A compulsão de ver tudo nesta guerra no âmbito do desporto não se limita ao presidente. Marco Rubio, secretário de Estado, recentemente reivindicado os EUA podem ver “a linha de chegada” no Irão. A intimidação e o machismo do atleta esportivo respiram em cada declaração arrogante do secretário de defesa Pete Hegseth sobre o “domínio”, “letalidade“, e “resolução inquebrável“. Imperturbável pelas dores da consciência, a classe política é deixada livre para experimentar a guerra como um jogo, gritando por “mais bombas“que enviará o Irã”de volta à idade da pedra” na mesma voz e com a mesma intensidade tribal e sem risco com que torcem por seu time de futebol universitário favorito. Em certo sentido, o constante alarde do governo sobre os avanços e vitórias americanos diante da resistência iraniana, que é mais rígida e mais qualificada do que o esperado, também representa um empréstimo grosseiro da linguagem dos esportes modernos, com seu dogma de autoconfiança ilusória e insistência em ignorar os reveses competitivos para “confiar no processo”. Mesmo aqueles que estão fora da Sala de Situação estão fazendo a sua parte para aprofundar o processo. conexões entre o esporte e o estado trumpiano Kash Patel, um homem cuja experiência em cargos políticos é tão indistinguível do fandom sedento por mercadorias que ele teve dois. Nikes personalizados com a marca do FBI fez para si mesmo, organizou um evento no mês passado para conseguir que lutadores do UFC ajudassem a treinar agentes do FBI. (Patel, os leitores devem se lembrar, tem um histórico de aparecer para funções políticas em partidas com o Liverpool.) Depois, há toda a atividade questionável durante a guerra no investimento e mercados de previsão: a doença das apostas desportivas infectou tão profundamente o Magaverse que não é difícil imaginar que a condução desta guerra está a ser programada para maximizar as oportunidades de especulação entre os membros do círculo íntimo de Trump.

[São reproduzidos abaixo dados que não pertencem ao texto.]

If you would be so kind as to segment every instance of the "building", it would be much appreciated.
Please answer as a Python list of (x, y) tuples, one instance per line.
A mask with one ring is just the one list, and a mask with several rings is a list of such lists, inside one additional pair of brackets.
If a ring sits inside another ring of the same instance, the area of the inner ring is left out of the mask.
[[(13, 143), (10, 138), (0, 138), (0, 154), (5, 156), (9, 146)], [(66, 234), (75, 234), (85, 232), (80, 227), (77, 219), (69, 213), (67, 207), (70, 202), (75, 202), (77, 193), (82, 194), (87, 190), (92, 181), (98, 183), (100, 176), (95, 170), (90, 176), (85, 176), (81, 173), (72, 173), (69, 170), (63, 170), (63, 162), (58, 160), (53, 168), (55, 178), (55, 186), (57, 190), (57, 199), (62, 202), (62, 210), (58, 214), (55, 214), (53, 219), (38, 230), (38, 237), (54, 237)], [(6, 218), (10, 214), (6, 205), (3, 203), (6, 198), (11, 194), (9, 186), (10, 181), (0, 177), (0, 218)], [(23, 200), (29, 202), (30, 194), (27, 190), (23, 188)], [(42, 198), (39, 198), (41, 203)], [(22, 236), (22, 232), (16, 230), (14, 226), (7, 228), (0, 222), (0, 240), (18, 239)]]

Estarão a guerra e o desporto a tornar-se indistinguíveis? Talvez isso seja um exagero, mas parece cada vez mais claro que a cultura do desporto é elementary para o caos que se desenrola no Médio Oriente. O escritor espanhol José Ortega y Gasset argumentou certa vez que o Estado moderno emergiu do desporto – que o desejo dos jovens atletas de sair pelo mundo para caçar, fazer guerra e festejar obrigou à primeira organização da sociedade numa forma política com rituais, leis e instituições estabelecidas. Eventualmente, na idiossincrática história da civilização de Ortega y Gasset, os homens maduros passaram a dominar os assuntos públicos e o vigor dos jovens e atléticos foi substituído pela equanimidade dos sensatos e de meia-idade.

A essa história a América moderna acrescenta agora uma conclusão desconcertante: sob a orientação dos homens nominalmente maduros que a governam, os EUA hoje estão a regressar a um estado de consciência desportiva primitiva. A diferença, claro, é que os governantes deste estado revivido não exibem nenhuma energia ou coragem que acompanham a participação actual em competições atléticas. Os líderes da América comportam-se não como actores na area, mas como espectadores: eles consomem a guerra como fãs, comentam-na como fãs, conduzem-na como fãs, e o seu desejo de escalada mostra toda a irresponsabilidade do pior tipo de incitamento secundário. O ponto closing do estado desportivo não é a graduação para além do desporto, mas um regresso ao desporto, não a maturidade, a sabedoria, a tolerância ou a graça, mas a decadência da vontade executiva em fanatismo impulsivo e desavergonhado.